For in the anti-Meme, one sees today as the last day one may have not on Earth, not when convenient, but ever.  If not ever, for this cannot be proven or disproven, then one holds one’s self to the structure of a decision on the matter to live as if there is nothing beyond this speck of breathing.  One invests the same totality whether an afterlife exists, for one has chosen and maybe delighted to be proven incorrect later, but nevertheless made the most of each day absent the vapid drain of worship and debate.

In the anti-Meme one is drawn to pay attention to one’s surroundings to see where one’s capability and availability fit into the puzzle not set upon the stage by a grand plan, but by the volition of all life including a worthy self.  Each is alone and choosing.  This majesty is the table of time knocking decision dominoes like a virus of mistakes and dumb luck to ram volition through systematic disparities to which one aids, acquiesces, and suffers. 

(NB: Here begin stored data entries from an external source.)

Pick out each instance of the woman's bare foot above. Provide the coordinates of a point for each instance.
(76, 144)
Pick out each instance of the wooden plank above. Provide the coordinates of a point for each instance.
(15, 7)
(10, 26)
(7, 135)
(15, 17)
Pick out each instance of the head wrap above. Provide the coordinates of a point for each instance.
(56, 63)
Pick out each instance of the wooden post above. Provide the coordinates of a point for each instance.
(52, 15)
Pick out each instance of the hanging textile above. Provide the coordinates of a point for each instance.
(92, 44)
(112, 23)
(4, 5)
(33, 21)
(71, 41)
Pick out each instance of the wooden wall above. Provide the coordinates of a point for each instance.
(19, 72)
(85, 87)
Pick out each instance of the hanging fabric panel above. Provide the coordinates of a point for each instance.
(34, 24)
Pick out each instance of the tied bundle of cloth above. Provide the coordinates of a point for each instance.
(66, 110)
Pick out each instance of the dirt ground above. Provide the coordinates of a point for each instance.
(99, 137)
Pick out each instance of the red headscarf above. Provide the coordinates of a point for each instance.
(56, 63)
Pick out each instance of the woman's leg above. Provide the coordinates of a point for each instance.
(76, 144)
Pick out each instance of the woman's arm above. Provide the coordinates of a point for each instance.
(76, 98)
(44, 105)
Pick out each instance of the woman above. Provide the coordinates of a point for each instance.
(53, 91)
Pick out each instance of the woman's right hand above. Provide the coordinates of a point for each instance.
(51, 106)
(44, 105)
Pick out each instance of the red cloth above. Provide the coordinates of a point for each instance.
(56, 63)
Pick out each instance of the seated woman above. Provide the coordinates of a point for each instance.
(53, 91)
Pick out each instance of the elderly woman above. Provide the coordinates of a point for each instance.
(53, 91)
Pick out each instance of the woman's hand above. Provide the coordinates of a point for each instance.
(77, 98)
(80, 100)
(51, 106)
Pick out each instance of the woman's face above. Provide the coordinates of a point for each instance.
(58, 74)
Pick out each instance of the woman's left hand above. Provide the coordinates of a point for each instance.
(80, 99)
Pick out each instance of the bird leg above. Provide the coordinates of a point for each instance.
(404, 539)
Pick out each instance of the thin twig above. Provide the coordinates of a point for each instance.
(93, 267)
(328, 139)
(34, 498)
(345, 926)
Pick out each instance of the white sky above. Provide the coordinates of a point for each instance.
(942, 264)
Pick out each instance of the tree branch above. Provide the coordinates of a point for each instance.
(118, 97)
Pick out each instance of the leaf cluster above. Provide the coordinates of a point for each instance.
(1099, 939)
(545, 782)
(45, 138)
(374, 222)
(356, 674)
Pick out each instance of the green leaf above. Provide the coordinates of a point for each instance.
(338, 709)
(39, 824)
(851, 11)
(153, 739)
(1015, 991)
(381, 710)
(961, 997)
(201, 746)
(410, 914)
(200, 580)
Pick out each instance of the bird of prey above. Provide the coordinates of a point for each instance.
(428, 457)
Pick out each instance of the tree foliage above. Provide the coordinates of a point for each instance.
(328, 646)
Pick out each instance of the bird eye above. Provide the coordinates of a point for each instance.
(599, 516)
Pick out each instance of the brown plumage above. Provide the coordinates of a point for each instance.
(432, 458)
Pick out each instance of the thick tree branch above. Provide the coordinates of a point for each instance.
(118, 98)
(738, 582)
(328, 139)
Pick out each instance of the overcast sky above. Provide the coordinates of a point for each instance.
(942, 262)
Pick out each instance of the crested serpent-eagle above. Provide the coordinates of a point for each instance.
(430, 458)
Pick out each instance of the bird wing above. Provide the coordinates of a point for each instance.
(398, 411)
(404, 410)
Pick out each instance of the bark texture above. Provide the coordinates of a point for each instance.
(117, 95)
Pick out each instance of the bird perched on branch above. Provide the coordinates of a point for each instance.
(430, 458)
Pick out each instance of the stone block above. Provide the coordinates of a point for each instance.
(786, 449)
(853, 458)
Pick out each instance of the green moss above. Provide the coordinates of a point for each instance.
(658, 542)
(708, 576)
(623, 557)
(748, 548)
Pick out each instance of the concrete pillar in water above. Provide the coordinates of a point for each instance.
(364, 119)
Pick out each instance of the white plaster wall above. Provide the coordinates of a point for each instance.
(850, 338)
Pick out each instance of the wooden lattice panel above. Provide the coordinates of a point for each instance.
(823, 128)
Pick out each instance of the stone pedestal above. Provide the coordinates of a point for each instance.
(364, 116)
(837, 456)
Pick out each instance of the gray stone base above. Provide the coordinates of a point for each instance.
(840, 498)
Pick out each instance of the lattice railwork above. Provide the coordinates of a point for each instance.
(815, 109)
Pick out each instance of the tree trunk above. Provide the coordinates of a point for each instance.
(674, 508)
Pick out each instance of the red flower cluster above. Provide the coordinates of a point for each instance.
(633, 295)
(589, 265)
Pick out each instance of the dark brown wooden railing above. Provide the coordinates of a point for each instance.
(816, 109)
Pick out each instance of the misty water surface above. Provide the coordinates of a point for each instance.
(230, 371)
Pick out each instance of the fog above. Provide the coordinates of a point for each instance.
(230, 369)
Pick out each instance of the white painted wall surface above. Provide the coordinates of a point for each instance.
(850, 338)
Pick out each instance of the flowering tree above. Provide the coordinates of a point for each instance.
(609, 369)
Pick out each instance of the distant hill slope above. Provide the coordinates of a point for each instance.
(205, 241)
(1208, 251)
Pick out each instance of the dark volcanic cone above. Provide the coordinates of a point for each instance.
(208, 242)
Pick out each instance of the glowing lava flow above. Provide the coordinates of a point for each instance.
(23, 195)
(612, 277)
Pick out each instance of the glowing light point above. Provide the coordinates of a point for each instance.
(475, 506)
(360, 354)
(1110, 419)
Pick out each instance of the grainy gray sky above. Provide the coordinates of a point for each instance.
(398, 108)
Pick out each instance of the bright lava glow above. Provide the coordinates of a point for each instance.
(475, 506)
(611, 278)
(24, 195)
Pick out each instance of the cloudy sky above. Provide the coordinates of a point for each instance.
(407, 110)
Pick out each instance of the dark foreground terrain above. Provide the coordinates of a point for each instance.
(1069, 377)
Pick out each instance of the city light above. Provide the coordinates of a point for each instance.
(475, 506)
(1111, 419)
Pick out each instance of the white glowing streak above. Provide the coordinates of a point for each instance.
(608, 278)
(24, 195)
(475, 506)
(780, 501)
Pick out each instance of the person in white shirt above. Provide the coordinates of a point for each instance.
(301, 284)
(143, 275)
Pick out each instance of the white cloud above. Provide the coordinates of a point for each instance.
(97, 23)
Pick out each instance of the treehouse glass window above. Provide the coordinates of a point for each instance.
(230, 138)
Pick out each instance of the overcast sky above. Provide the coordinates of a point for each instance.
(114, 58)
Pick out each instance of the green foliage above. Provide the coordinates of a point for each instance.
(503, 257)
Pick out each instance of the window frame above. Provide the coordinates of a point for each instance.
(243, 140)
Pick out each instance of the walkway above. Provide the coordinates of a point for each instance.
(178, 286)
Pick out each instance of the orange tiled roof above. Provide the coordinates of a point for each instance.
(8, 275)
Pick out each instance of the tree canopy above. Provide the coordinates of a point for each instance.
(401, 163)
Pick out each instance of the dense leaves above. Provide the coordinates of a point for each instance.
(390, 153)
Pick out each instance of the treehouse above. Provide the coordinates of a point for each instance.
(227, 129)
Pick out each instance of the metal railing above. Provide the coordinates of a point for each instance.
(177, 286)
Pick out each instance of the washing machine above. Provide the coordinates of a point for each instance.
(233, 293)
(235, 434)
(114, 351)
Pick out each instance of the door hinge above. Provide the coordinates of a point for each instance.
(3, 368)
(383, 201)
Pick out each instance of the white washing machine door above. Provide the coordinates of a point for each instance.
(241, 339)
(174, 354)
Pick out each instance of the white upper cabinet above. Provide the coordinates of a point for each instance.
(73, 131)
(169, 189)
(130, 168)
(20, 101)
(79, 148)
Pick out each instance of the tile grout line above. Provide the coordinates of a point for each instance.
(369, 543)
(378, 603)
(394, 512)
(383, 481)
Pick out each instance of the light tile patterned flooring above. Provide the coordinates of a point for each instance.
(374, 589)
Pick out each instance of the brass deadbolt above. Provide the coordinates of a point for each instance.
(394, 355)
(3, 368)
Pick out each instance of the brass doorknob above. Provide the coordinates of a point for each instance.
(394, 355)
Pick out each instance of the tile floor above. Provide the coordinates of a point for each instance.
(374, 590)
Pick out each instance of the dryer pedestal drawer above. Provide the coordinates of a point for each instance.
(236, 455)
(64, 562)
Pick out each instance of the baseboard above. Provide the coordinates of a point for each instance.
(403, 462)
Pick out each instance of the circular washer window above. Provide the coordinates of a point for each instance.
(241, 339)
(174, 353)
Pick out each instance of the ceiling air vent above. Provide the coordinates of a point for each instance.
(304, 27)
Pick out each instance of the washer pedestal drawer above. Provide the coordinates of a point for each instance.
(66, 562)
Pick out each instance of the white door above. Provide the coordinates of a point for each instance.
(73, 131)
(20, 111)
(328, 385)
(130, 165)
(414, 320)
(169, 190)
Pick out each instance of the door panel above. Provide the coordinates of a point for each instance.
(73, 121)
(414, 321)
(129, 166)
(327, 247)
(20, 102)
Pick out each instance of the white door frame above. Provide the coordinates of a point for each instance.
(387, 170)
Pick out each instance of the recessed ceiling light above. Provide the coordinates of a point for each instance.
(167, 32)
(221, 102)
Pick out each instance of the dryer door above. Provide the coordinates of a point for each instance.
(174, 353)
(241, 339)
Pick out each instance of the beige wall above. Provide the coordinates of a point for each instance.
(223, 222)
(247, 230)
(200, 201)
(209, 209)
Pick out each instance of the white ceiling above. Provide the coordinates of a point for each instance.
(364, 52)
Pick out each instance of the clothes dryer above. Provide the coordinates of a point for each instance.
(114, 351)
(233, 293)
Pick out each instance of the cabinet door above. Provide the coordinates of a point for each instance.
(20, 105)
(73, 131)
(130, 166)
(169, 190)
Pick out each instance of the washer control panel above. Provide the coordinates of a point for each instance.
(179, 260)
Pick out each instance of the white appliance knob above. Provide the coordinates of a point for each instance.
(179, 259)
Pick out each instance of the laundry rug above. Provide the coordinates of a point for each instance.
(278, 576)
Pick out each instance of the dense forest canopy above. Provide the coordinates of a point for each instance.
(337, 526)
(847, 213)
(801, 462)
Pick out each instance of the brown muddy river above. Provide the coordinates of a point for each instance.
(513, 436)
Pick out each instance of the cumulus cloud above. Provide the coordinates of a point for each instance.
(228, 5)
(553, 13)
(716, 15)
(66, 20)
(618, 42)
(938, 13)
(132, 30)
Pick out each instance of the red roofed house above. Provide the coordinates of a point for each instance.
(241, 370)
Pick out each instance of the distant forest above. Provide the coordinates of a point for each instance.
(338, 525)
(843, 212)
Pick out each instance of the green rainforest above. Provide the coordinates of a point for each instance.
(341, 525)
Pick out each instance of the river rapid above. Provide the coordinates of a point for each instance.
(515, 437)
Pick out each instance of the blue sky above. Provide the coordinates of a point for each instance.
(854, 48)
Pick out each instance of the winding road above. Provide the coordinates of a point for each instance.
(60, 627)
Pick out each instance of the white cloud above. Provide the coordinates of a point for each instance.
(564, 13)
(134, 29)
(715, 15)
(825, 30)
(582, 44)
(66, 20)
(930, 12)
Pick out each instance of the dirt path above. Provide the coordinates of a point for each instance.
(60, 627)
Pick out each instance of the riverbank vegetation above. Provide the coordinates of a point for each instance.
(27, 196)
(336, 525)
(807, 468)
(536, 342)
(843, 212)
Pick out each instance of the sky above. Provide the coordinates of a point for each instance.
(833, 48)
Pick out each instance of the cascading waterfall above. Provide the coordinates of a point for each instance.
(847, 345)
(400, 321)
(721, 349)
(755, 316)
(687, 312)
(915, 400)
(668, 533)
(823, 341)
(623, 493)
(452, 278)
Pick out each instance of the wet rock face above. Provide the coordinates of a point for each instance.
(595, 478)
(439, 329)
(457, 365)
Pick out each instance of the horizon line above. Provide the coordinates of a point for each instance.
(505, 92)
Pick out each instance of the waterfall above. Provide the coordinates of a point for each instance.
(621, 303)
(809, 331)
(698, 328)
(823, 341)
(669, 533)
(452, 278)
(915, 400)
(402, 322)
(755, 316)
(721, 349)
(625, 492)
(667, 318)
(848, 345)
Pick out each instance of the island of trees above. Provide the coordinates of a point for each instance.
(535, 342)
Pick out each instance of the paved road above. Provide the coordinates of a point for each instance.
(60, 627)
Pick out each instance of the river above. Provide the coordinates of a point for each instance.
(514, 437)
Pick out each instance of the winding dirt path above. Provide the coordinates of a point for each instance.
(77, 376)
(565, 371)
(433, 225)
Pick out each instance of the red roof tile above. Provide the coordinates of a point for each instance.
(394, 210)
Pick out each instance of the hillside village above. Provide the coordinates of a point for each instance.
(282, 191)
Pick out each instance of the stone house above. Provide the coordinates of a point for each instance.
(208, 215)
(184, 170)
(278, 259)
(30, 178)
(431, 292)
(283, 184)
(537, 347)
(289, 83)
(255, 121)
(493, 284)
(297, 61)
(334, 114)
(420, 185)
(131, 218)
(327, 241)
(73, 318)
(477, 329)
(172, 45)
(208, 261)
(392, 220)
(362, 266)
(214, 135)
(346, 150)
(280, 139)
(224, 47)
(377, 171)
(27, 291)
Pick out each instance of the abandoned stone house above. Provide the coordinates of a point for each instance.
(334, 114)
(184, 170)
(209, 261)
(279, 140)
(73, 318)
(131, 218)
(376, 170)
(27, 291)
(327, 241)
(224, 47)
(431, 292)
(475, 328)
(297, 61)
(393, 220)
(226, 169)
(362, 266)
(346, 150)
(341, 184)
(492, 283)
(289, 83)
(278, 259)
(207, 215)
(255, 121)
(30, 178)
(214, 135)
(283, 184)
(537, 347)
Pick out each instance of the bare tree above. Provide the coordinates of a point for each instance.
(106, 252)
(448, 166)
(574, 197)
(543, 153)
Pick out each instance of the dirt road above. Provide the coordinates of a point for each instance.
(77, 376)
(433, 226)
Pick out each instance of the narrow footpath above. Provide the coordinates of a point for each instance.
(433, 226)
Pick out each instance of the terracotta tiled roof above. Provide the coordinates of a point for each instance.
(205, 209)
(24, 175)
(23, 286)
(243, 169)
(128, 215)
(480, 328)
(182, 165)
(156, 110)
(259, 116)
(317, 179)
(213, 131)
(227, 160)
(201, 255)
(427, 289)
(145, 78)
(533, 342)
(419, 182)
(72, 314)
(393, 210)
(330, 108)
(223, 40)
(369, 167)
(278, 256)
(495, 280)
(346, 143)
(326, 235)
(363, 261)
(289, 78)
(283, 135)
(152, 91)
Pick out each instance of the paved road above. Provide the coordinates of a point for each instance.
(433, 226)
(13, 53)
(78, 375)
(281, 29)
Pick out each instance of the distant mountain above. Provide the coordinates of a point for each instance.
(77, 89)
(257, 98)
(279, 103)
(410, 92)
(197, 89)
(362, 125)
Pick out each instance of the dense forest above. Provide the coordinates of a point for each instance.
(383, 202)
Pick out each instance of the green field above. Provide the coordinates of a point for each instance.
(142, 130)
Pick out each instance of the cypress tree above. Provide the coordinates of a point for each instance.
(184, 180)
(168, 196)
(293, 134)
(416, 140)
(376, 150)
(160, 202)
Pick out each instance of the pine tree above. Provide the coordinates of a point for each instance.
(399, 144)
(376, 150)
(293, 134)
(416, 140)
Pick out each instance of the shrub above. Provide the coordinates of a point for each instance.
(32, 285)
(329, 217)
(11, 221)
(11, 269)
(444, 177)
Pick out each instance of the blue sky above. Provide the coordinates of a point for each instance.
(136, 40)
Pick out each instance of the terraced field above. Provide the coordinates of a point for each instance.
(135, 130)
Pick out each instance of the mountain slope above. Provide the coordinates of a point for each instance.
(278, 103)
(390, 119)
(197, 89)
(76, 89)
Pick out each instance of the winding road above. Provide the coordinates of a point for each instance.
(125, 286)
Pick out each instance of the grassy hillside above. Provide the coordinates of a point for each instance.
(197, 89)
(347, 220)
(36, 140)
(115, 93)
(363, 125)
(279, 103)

These are the cogs of community that life cannot be fair.  Fair is an illusion of the confluence of what one feels entitled, blessed, or cursed to endure based on the calculations of what one might experience if such fundamental accoutrements of self were different.  What if I were white, black, or brown?  What if I had a penis?  What if my genetic predecessors had copulated in a varied iterations to prompt my non-existence or if the ladder-rung combination of my combining parental gametes would have arranged in an alternative sequencing so that I was less like my older sister and more like my younger brother?  What if I knew her sacred words?  What if I was taller?  What if this subcutaneous fat did not demand this waist size?  What if my mother had not chosen suicide?  What if I had that abortion? 

These crimes of thought wanting to be who we are not or others to know what it would like to be who we feel we are parade and empower the Meme.  For the anti-Meme is not concerned with appearances, what was, how tough or easy only what one chooses to do in the now.  There is this moment, what did we do with it?  What are we doing with the next in the ungraspable present?